GNT Outreach is a Student Life club that serves these students.
Mary Thomas, a core team member who organizes events for the club, said, “GNT (Outreach) tries to build a community for the grad students or students who are twenty-three and older.”
These students come from various fields, said Thomas, such as full-time employment or religious life.
Thomas said that since graduate students are no longer allowed to live in on-campus housing, the mission of GNT Outreach has become even clearer. For graduate or non-traditional students who live off campus, it is difficult to meet new people outside of class or to get involved with extracurricular activities, she said.
“We are trying to make sure to give people the opportunity to meet each other and have that relationship building throughout the semester,” said Thomas.
Every month GNT Outreach tries to put on at least two events, she said.
Philosophy on Tap, which is intended to open the floor for graduate or non-traditional students to socialize in a fun, friendly environment, is one such event that GNT Outreach puts together, said Thomas.
In the past, the club has gone tailgating and visited the zoo, and recently, a movie night was hosted by the GNT Outreach in the Assisi Height Community Center, she said.
Thomas said that GNT Outreach also provides spiritual ministry.
“It is a part of the Christian life to build community and support each other,” she said.
GNT Outreach offers help and services to the students, said Thomas.

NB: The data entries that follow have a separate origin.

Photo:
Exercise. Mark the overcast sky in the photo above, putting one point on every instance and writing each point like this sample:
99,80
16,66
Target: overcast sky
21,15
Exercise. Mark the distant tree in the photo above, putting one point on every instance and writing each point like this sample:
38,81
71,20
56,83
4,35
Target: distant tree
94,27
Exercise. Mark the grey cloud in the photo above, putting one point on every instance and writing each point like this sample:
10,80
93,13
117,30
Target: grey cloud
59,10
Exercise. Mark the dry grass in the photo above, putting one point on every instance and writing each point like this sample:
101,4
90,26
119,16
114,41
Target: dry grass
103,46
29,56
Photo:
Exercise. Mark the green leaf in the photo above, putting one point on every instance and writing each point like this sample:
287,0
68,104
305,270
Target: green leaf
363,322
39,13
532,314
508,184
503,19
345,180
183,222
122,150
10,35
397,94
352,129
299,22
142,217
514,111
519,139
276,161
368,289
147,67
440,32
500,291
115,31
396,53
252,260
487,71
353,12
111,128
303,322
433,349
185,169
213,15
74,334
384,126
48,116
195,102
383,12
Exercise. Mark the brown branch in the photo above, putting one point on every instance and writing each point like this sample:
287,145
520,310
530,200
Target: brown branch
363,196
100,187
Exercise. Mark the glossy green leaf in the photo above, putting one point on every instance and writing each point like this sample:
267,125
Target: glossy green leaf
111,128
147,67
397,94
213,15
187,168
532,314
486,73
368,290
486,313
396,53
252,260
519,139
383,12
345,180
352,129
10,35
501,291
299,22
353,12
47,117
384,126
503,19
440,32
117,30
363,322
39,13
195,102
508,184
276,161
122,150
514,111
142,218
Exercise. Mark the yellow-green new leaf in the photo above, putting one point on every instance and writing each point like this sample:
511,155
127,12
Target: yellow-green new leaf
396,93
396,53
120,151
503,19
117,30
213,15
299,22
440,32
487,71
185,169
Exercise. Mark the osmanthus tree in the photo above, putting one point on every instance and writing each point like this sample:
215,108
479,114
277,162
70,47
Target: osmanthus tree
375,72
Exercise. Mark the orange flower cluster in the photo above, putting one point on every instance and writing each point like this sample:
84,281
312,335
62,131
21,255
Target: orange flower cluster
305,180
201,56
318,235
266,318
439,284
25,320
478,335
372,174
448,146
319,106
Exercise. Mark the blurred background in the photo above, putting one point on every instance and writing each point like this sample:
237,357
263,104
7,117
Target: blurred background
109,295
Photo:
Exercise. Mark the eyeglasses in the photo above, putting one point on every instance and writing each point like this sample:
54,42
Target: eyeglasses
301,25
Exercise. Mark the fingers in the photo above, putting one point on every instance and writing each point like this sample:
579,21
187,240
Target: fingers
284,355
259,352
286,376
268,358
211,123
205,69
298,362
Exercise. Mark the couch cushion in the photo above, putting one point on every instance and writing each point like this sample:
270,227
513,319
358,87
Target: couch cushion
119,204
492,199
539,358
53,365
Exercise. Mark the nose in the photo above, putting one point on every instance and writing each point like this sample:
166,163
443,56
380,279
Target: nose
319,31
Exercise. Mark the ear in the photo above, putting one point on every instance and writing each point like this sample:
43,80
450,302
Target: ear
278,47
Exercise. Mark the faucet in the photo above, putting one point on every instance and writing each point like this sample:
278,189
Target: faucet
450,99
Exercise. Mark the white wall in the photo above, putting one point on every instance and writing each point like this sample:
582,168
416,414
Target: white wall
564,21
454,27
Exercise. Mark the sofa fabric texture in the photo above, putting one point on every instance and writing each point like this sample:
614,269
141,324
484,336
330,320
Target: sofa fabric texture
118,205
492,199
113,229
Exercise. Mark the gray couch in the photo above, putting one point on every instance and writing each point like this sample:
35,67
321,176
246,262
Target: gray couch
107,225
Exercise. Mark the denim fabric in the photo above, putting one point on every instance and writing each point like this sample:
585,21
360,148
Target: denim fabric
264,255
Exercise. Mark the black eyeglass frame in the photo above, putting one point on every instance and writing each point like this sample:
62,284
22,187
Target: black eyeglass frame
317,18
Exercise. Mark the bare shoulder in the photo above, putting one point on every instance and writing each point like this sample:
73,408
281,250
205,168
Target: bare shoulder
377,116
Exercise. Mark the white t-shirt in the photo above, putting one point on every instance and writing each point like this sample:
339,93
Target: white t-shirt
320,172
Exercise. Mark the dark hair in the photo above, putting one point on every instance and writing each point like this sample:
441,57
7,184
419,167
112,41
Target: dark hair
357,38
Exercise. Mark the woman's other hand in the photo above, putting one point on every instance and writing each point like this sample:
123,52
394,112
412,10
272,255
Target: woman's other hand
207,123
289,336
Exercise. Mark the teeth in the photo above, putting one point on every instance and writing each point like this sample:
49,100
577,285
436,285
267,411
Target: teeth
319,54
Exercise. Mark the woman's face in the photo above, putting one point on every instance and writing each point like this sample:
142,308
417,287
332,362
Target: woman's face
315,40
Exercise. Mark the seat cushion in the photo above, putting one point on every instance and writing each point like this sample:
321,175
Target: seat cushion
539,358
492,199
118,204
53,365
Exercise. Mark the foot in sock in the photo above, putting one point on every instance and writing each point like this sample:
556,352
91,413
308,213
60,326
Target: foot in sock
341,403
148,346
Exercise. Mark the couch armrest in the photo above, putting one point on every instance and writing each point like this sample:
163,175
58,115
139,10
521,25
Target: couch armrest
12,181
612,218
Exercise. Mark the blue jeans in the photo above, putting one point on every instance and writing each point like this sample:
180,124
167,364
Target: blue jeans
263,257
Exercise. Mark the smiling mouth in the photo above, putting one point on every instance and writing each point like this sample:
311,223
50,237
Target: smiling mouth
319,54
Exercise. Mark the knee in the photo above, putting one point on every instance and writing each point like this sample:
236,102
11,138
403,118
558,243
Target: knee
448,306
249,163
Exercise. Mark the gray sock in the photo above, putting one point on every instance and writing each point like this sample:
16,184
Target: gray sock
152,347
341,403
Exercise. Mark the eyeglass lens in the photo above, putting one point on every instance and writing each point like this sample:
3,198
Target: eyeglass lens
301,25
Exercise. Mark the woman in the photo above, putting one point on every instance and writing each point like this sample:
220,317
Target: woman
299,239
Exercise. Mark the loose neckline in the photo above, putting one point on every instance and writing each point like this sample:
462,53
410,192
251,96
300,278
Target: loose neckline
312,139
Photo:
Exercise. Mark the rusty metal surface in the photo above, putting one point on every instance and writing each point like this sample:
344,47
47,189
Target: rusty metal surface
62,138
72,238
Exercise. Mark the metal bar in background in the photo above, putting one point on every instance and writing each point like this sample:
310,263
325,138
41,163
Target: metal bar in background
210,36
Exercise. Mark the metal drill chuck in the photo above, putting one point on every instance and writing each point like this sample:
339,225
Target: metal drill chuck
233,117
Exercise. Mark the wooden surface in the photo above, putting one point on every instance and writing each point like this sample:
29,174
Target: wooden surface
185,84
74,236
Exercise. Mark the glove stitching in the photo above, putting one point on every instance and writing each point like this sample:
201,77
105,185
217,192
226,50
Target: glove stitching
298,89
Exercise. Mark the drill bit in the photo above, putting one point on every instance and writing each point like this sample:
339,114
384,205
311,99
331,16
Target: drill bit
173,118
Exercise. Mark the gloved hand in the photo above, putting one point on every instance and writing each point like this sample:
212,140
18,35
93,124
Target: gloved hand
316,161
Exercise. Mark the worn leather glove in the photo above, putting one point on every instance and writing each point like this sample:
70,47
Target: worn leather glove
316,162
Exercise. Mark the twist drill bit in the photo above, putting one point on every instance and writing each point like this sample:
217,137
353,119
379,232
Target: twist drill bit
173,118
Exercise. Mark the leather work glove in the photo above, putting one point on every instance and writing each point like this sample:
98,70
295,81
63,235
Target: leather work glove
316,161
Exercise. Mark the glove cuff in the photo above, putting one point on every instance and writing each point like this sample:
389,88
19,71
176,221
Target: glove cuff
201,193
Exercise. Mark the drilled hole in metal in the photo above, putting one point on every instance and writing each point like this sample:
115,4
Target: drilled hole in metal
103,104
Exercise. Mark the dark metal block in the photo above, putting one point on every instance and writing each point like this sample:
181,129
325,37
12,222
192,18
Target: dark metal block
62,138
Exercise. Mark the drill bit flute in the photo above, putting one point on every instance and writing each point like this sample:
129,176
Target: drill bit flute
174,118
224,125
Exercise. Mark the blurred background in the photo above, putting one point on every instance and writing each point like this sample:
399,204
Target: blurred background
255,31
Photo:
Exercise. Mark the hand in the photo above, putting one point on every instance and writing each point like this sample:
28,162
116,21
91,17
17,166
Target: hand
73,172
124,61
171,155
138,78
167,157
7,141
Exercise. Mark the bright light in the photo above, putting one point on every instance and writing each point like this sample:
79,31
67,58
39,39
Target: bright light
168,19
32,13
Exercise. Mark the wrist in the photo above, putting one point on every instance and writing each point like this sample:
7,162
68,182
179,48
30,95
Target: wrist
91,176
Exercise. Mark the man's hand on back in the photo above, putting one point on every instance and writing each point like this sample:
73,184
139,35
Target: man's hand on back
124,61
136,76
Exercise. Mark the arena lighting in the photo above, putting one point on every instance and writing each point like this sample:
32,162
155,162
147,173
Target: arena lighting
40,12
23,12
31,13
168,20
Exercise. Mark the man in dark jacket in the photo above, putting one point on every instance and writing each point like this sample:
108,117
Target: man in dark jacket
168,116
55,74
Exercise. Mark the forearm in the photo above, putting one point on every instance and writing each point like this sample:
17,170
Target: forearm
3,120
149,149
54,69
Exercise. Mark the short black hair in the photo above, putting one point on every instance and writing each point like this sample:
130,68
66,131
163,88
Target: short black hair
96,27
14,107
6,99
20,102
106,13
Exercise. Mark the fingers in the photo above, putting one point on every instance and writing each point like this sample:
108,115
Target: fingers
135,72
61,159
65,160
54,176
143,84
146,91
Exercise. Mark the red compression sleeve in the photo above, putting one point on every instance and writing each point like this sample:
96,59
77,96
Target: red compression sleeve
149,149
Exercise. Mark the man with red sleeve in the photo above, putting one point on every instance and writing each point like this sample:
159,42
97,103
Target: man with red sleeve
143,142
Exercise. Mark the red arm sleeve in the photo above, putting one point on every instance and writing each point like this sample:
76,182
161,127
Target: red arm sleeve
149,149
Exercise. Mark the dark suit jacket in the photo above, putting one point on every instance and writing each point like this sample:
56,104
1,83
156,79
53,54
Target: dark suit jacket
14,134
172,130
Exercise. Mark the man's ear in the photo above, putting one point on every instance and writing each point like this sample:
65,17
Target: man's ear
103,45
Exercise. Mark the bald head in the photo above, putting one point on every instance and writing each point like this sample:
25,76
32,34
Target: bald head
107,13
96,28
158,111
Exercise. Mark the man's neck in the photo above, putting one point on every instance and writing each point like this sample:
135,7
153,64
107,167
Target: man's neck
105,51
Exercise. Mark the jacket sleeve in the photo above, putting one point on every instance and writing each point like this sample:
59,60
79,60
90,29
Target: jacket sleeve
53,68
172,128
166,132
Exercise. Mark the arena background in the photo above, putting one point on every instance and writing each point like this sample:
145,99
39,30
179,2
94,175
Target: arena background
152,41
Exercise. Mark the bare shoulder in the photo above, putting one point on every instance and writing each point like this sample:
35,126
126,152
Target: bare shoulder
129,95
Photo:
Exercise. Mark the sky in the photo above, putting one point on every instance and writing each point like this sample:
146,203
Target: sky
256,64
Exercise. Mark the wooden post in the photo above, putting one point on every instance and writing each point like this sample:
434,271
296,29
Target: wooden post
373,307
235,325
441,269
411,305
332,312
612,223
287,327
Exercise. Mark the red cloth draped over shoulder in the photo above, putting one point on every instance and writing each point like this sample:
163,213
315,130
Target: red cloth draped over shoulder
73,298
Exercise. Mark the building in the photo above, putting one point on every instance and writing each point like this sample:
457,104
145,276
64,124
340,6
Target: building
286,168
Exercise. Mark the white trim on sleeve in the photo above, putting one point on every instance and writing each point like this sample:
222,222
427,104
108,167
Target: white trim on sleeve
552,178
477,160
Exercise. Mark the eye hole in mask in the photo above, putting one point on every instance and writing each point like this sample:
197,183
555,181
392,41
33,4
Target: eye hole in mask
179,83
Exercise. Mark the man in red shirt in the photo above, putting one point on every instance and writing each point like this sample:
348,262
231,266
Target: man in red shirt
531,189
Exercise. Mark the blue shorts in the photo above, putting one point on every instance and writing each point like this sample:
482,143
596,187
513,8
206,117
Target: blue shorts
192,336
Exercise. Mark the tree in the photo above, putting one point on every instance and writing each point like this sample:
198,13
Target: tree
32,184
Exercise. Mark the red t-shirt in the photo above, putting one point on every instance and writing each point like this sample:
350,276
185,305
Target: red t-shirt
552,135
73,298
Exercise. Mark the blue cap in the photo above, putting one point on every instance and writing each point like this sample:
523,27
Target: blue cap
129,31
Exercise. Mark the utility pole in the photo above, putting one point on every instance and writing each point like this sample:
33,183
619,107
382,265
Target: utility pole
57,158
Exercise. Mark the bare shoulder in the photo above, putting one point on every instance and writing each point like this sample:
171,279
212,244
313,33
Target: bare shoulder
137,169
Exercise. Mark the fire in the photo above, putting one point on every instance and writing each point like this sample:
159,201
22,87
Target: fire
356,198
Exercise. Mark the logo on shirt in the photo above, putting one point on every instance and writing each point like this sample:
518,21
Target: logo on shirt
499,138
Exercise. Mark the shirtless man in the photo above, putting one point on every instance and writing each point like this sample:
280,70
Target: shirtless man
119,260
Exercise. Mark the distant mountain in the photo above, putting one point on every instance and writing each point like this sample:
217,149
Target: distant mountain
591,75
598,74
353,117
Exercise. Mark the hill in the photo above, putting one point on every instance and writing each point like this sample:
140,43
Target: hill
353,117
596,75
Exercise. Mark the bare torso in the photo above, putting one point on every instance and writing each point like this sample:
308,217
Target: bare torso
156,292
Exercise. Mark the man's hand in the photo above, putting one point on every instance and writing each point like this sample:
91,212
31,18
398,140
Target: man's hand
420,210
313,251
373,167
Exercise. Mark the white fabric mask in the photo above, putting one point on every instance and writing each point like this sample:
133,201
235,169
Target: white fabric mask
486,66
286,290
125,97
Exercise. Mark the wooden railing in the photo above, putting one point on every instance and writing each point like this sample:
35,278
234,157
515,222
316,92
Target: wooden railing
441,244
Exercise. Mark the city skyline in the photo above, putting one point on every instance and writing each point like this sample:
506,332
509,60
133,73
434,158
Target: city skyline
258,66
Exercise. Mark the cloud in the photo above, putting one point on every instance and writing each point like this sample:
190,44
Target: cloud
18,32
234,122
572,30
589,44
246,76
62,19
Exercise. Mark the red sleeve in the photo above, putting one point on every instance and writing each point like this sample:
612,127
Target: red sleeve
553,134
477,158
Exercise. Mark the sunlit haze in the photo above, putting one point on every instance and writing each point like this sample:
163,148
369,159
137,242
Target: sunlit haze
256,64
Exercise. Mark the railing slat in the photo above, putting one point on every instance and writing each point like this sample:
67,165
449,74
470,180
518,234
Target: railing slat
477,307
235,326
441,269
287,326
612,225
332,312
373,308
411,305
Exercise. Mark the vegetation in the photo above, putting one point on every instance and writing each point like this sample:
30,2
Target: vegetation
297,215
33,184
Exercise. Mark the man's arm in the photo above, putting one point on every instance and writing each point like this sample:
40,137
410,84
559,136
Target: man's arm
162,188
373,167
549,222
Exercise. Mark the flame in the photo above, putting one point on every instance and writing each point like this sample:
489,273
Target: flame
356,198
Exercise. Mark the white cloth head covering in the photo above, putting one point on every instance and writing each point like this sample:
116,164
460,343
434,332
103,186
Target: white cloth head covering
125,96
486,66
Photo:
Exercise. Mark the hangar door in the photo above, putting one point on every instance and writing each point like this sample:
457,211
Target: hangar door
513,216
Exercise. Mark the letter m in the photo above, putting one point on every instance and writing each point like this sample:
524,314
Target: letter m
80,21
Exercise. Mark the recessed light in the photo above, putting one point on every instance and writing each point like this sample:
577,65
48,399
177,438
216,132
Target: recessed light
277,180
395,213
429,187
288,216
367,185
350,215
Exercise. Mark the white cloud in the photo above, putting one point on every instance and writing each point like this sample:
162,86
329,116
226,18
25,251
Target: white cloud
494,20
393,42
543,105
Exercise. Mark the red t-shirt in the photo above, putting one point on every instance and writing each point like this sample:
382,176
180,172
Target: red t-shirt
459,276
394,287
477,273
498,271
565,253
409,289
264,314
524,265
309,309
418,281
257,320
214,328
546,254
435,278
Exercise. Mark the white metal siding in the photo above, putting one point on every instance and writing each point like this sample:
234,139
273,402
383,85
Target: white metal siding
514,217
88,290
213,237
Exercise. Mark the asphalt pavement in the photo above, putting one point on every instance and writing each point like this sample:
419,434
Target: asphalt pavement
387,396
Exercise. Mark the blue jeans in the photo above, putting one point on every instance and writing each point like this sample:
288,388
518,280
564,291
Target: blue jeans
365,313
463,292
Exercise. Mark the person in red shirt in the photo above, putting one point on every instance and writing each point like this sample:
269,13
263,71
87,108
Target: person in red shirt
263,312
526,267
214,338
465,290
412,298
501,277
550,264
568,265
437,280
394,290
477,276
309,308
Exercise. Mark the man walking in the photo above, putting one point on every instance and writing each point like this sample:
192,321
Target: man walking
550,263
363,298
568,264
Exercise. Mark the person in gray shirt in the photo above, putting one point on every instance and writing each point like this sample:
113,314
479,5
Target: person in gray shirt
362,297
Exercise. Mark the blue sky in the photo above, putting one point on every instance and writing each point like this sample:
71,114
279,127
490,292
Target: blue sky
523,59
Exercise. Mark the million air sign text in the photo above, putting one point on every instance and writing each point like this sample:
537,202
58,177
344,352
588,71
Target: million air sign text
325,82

She said there has been a holy hour organized for GNT students and another is being planned. A retreat specifically for the graduate and non-traditional students also is being planned, said Thomas.
In regards to fellow GNT students, Thomas said, “No one can survive as an island. We all need a community and we all need support from the other people. We draw strength sometimes by asking for help or reaching out to other people.”
Thomas said, “I encourage people (to) get involved and not be afraid.”